Abstract
In this interim report of research performed as part of the Bureau of Economic Geology's Tight Oil Resource Assessment (TORA) project, I provide documentation and insights gleaned from an ongoing regional stratigraphic analysis of the Bone Spring Formation (BSPG; Leonardian). The BSPG is a major unconventional oil target in the Delaware Basin of southeast New Mexico and west Texas. I will discuss some initial results made from analysis of basin-scale BSPG correlations, cross sections, gross interval isopach maps, and wireline-log facies maps.
Wireline geophysical logs from 18,374 vertical wells comprise the foundation of the data base. The initial BSPG stratigraphic framework was established by building a regional network of cross sections. In establishing these cross sections, eight (8) BSPG mappable units were distinguished based on detailed analysis of wireline logs. Infill correlations made on logs from approximately 3,800 wells have provided a relatively high spatial resolution stratigraphic framework. The resulting stratigraphic architecture, which is comprised of a multitude of “formation tops” that define the eight geological mapping units distinguished in the BSPG, provides a framework for 3D geomodeling. As such, stratigraphic framework informs all of the more ‘downstream’ producibility analyses, e.g., frac parameters, well spacing, etc., that enable stratigraphically- and geographically-specific engineering and economic decisions to be made.
Bone Spring carbonate-dominated units are generally much thicker (up to 3,000 ft; 915 m) immediately adjacent to shelf margin sources and they typically thin into the basin. Carbonate materials were shed off the adjacent shelves by gravity and current-driven forces and formed thick, carbonate-dominated slope deposits during highstands of relative sealevel. The slope deposits are primarily composed of limestone and dolomite facies, represented by chaotic amalgamations of slumps, slide blocks, debris flows, gravity flows, and turbidites. BSPG siliciclastic unit isopach maps tend to be thickest in the basin center and thin toward the basin margins, suggesting that these sediments largely bypassed the carbonate-dominated slopes and infilled the deep basin during lowstands. Recent mapping however, suggests that there may be sandstone-dominated slope fan complexes locally. Confirmation of the latter interpretation will require additional infill correlations in the shelf-margin areas that rim the Delaware Basin.
A BSPG-specific gamma-ray-resistivity wireline facies model has been developed and applied basin wide. Although this methodology is a work in progress, initial mapping of net sandstone and net carbonate wireline facies show promising results. Improved resolution of sediment input fairways and intrabasin sediment distribution patterns are evident in the wireline facies maps.

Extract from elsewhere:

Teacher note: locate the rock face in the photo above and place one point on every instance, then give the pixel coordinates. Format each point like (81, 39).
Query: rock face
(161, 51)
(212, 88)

To my knowledge, there are no published works that provide a quantitative accounting of the stratigraphy and facies distributions of the BSPG at a basin-wide scale. Given the comprehensive scale and scope of this TORA project subtask, when completed, these results may well provide the first, publicly available, stratigraphic characterization of the Bone Spring Formation spanning the entire Delaware Basin.